St. Francis Hospital emergency-room physicians sutured her wound, but walking the root-cracked sidewalks, her oversized shoes, and too many days without a shower have doomed her. Her friend Sally had the same problem last year, and her foot was amputated. Jessie would rather die, and the awful smell coming from her foot reminds her that she soon will. “Jesus loves his little Jessie . . .” she continues to sing.

Dawn is past, noon is over, and the food closet just closed. Night is returning. Commuters rush by.

Street people are moving, too. Jessie is stepping onto a 71C bus. She will sleep in a downtown women’s shelter tonight. A child on the bus is screaming. Jessie gives her a chocolate-chip cookie carefully saved in a napkin.

Night is here. Tomorrow, if they’re alive, they will again stagger into downtown.

More than we bargained for

Our brownstone church is a dark, foreboding shadow in the early dawn, but each day our metal-reinforced doors gather almost thirty homeless persons into our radiator-hissing basement.
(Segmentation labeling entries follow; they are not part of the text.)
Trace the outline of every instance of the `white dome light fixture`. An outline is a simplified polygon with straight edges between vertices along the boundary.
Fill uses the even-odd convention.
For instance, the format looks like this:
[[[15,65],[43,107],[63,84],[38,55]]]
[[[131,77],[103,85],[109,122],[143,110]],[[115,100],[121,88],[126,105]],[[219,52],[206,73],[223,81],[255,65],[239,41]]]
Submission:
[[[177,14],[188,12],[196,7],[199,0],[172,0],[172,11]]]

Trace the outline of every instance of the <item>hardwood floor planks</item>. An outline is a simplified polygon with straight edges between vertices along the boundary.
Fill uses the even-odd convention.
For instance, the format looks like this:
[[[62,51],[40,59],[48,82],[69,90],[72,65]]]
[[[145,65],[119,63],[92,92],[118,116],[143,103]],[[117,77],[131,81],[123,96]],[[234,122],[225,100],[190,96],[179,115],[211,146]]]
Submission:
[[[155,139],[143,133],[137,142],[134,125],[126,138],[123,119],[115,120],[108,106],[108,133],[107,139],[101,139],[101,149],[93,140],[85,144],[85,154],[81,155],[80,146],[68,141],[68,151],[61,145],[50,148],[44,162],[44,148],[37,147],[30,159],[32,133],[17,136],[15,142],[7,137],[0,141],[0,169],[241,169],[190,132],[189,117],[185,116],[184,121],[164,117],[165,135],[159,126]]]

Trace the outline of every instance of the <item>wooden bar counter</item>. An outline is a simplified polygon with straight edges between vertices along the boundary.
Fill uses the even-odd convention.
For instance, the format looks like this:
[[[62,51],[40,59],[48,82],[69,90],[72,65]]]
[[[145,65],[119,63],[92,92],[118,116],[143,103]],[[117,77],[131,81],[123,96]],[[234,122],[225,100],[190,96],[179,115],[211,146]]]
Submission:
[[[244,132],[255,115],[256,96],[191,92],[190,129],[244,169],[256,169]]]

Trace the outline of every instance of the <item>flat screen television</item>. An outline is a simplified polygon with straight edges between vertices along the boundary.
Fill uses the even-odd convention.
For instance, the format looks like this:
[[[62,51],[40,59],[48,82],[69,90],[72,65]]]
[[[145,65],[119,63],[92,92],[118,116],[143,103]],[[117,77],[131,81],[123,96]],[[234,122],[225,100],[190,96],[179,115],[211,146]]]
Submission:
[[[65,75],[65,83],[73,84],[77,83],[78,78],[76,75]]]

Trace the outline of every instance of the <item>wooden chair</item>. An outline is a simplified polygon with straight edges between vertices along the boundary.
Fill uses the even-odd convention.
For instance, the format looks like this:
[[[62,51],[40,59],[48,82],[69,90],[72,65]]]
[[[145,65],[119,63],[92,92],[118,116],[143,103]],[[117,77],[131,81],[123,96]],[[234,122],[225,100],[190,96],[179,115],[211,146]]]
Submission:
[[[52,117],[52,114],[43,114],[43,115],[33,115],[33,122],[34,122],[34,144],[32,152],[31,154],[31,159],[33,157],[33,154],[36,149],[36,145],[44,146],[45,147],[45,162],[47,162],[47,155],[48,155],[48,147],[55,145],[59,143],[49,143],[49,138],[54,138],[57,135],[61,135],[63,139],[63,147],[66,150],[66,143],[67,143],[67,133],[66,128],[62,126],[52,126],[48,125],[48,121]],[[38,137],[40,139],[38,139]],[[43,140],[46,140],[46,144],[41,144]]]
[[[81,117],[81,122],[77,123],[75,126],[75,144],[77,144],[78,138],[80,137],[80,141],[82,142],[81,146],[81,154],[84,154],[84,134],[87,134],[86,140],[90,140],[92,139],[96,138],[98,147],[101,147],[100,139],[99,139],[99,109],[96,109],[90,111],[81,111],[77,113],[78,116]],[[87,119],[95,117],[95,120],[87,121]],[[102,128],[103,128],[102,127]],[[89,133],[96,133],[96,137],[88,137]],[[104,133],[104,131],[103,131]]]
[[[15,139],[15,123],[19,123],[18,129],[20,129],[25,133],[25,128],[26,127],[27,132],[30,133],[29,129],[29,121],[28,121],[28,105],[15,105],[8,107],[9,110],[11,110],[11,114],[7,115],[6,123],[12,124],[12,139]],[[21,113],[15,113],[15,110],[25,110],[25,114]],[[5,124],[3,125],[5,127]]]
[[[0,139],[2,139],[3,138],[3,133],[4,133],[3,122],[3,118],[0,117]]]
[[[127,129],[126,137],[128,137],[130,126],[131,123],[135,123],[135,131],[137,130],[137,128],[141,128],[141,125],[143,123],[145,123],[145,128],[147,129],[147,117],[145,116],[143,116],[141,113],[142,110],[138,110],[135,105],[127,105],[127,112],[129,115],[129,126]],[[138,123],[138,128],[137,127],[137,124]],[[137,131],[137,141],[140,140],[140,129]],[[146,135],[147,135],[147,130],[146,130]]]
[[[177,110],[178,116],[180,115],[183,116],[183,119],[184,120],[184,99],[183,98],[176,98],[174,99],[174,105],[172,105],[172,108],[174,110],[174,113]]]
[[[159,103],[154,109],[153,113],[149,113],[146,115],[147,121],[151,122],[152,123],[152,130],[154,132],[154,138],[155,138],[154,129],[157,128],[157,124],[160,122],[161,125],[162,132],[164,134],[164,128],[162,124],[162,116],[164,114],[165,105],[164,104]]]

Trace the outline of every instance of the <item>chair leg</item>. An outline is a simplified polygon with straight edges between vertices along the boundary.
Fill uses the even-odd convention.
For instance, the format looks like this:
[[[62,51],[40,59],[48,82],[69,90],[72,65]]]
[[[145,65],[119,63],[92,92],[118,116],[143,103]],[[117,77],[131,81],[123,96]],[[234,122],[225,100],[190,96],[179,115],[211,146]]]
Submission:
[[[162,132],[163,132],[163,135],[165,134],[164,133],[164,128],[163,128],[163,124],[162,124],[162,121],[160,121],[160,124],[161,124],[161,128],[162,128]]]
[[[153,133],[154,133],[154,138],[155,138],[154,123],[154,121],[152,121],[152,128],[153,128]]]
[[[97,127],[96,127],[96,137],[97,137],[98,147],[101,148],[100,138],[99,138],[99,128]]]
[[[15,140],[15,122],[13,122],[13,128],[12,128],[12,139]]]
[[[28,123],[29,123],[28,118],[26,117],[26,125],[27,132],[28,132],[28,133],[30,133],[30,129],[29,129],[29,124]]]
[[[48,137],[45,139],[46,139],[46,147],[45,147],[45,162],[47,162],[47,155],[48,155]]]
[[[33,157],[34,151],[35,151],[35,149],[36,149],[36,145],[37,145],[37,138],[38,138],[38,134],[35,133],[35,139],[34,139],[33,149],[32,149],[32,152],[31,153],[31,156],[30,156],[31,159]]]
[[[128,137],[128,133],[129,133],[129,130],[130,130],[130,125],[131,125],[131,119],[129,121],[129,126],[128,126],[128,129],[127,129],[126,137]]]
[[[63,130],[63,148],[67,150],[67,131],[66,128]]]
Last year we joined with another group of churches and opened this drop-in center, a “rest station” for the homeless. From 10 A.M. to 9 P.M. the homeless of East Pittsburgh rest, receive a snack, get health care and a chance to talk.

Recently the homeless began to attend morning worship. We pride ourselves on being an open-minded congregation, but frankly, we never expected street people to attend our worship services. Our drop-in center, sure, our evening meeting, perhaps, but not morning worship! Morning worship was sacrosanct, clean, Presbyterian.
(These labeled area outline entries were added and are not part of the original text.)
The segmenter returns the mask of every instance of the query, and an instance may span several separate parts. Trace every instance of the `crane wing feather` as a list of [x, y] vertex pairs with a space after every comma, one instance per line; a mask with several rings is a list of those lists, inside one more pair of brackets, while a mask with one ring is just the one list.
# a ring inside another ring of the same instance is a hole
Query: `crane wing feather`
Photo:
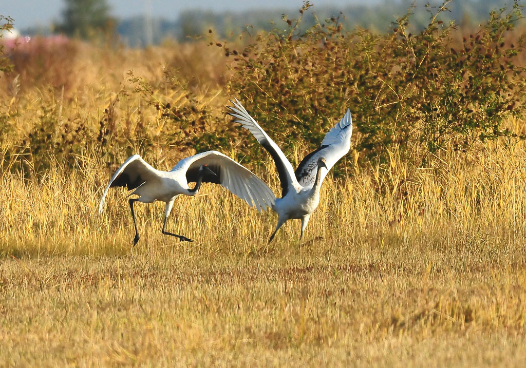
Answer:
[[325, 159], [327, 167], [327, 170], [321, 169], [322, 181], [331, 168], [349, 152], [352, 135], [352, 118], [348, 108], [343, 117], [325, 135], [320, 147], [305, 156], [298, 166], [295, 175], [299, 183], [304, 187], [314, 184], [318, 167], [317, 163], [320, 157]]
[[137, 188], [147, 180], [159, 179], [157, 170], [145, 161], [138, 155], [129, 157], [112, 177], [99, 204], [99, 213], [102, 212], [104, 199], [109, 188], [113, 187], [126, 187], [128, 190]]
[[258, 142], [272, 156], [276, 163], [281, 185], [281, 197], [284, 197], [291, 185], [298, 183], [294, 175], [294, 169], [292, 166], [279, 147], [259, 126], [254, 118], [250, 116], [241, 103], [237, 99], [236, 99], [235, 101], [230, 100], [230, 103], [234, 106], [227, 106], [232, 111], [228, 114], [235, 118], [234, 121], [241, 124], [244, 128], [252, 133]]
[[206, 165], [216, 174], [205, 175], [204, 182], [220, 184], [258, 211], [274, 206], [276, 197], [268, 186], [244, 166], [217, 151], [183, 159], [172, 171], [183, 170], [188, 182], [191, 182], [197, 181], [201, 165]]

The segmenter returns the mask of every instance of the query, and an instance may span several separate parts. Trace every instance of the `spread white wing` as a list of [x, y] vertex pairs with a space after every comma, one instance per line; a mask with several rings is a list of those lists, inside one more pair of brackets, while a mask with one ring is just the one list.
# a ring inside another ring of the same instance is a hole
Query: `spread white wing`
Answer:
[[127, 187], [128, 190], [131, 190], [147, 181], [160, 181], [161, 178], [158, 173], [157, 170], [138, 155], [134, 155], [129, 157], [112, 177], [109, 183], [104, 191], [104, 194], [102, 195], [102, 199], [99, 205], [99, 213], [102, 212], [104, 199], [109, 188], [113, 187]]
[[258, 211], [271, 208], [276, 197], [270, 188], [259, 178], [230, 157], [217, 152], [208, 151], [181, 160], [172, 171], [186, 172], [188, 182], [196, 181], [201, 165], [206, 165], [216, 175], [206, 175], [203, 182], [220, 184], [233, 194], [255, 207]]
[[287, 159], [285, 154], [267, 135], [265, 130], [254, 119], [250, 116], [243, 105], [236, 98], [235, 102], [230, 100], [234, 106], [227, 106], [232, 112], [229, 115], [236, 118], [234, 121], [241, 124], [252, 133], [258, 142], [266, 149], [272, 156], [276, 163], [276, 167], [281, 184], [281, 197], [285, 197], [289, 187], [293, 184], [297, 185], [298, 181], [294, 175], [294, 169]]

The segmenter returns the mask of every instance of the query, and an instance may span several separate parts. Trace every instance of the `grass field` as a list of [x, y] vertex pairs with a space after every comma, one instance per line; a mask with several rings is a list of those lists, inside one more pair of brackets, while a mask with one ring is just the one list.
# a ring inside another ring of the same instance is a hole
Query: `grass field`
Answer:
[[[128, 71], [182, 106], [163, 84], [161, 66], [175, 64], [217, 116], [238, 96], [222, 89], [224, 58], [202, 46], [75, 49], [69, 69], [54, 53], [42, 73], [23, 65], [19, 79], [0, 78], [0, 366], [526, 364], [523, 144], [451, 149], [423, 168], [396, 149], [385, 165], [357, 165], [351, 149], [301, 241], [295, 220], [268, 244], [275, 214], [204, 185], [168, 221], [195, 242], [163, 236], [163, 204], [139, 203], [132, 248], [123, 190], [97, 213], [110, 175], [130, 150], [164, 169], [193, 151], [163, 140], [161, 112]], [[99, 125], [116, 137], [100, 140], [106, 153], [76, 138]], [[297, 147], [293, 165], [312, 148]], [[259, 152], [245, 162], [268, 159]], [[267, 163], [248, 166], [278, 193]]]
[[526, 155], [494, 148], [401, 192], [375, 190], [402, 183], [394, 161], [329, 177], [305, 239], [295, 221], [270, 244], [275, 216], [219, 188], [176, 202], [169, 227], [191, 243], [138, 206], [132, 249], [122, 193], [96, 214], [95, 168], [5, 175], [0, 362], [522, 365]]

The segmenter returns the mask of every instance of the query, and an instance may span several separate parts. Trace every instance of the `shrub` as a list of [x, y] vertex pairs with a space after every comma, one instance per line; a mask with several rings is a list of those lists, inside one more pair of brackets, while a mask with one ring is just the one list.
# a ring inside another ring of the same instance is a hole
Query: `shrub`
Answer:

We secretly wondered if they were victims or just unproductive. Based on Matthew 25, we felt we had to feed and shelter them. But worship with them? That was another matter.
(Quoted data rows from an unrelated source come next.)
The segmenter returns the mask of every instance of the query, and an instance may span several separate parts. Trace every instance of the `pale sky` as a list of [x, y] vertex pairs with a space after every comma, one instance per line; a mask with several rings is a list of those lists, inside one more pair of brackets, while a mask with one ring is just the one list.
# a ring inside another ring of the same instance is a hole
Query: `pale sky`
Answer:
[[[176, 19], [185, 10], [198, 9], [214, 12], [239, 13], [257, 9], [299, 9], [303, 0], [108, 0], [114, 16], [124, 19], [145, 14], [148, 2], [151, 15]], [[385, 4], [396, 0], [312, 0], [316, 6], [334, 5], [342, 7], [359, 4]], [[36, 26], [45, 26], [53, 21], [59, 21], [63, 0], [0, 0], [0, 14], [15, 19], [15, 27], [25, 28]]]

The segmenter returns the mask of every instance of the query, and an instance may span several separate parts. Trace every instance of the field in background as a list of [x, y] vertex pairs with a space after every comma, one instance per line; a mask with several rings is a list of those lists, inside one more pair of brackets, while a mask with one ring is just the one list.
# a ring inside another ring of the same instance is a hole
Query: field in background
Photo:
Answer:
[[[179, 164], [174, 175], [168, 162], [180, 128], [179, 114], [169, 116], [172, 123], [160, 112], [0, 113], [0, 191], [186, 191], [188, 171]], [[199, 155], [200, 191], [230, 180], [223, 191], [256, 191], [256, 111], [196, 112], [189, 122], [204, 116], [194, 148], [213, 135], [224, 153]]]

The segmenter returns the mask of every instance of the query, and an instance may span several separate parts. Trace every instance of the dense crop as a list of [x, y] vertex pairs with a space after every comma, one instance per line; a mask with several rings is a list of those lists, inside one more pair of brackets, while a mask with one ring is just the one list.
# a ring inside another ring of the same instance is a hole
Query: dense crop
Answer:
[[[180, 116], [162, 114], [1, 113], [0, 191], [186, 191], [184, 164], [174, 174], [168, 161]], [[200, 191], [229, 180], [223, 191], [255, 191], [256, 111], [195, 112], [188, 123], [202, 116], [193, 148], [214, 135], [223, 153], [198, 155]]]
They originally came, I heard later, because we offered free doughnuts on the second and last Sundays of each month. Attendance is still higher on these Sundays, but now, some come all the time. Five are regular participants, and one is a Sunday school teacher!

In spite of our naivet‚ and prejudice, we have been fairly successful in assimilating them. Most of us have never been unemployed, and we still think newspapers are for reading, but we know how to love. We carefully opened our homes and hearts to these new congregants. But we took no chances! We never allowed any homeless people to be unsupervised, especially men with children or ladies. If they were on medication, and many were, we made sure they took it daily.

Slowly, they became part of us. They were befriended by our children. They dressed more neatly, smiled more. Two obtained jobs. We are work-ethic Presbyterians, so we avoided handouts. But many of our new friends cleaned our church, mowed our lawn, and offered a security service (for a modest fee!). We require all participants in our fellowship luncheon to share something. One homeless person brought a pot of soup; another came with a loaf of bread; one offered to wash the dishes. They’re part of our family, so we treat them like everyone else.

Our beginnings are modest. But we’re growing more bold. We aren’t frightened by the homeless. We have learned that a church-no matter how small and unsophisticated-is an effective rehabilitation agent. Government agencies, church cooperatives, and local businesses can provide jobs for these people. But in our pews, in our Christian community, the homeless find something that cannot be duplicated: unconditional love. Receiving that is the first step to a productive life.

This unconditional love has cost us. Some families have stopped coming. “What if I catch AIDS?” one congregant complained. Homeless people smell bad; they’re “losers.” To some degree, every homeless person I know has suffered childhood trauma, neglect, severe rejection, chemical addiction, mental illness, lack of positive role models, or no support system.

Yet even if members leave our church, even if we fail, we cannot ignore Matthew 25. The fact is, though, we aren’t failing. No one is more surprised than I! Slowly, Robert, Jimmy, and others are finding their way again. It isn’t easy for any of us. But it is truly a witness to the Incarnation to see a stodgy, upper-middle-class Presbyterian hugging an unshaven street person.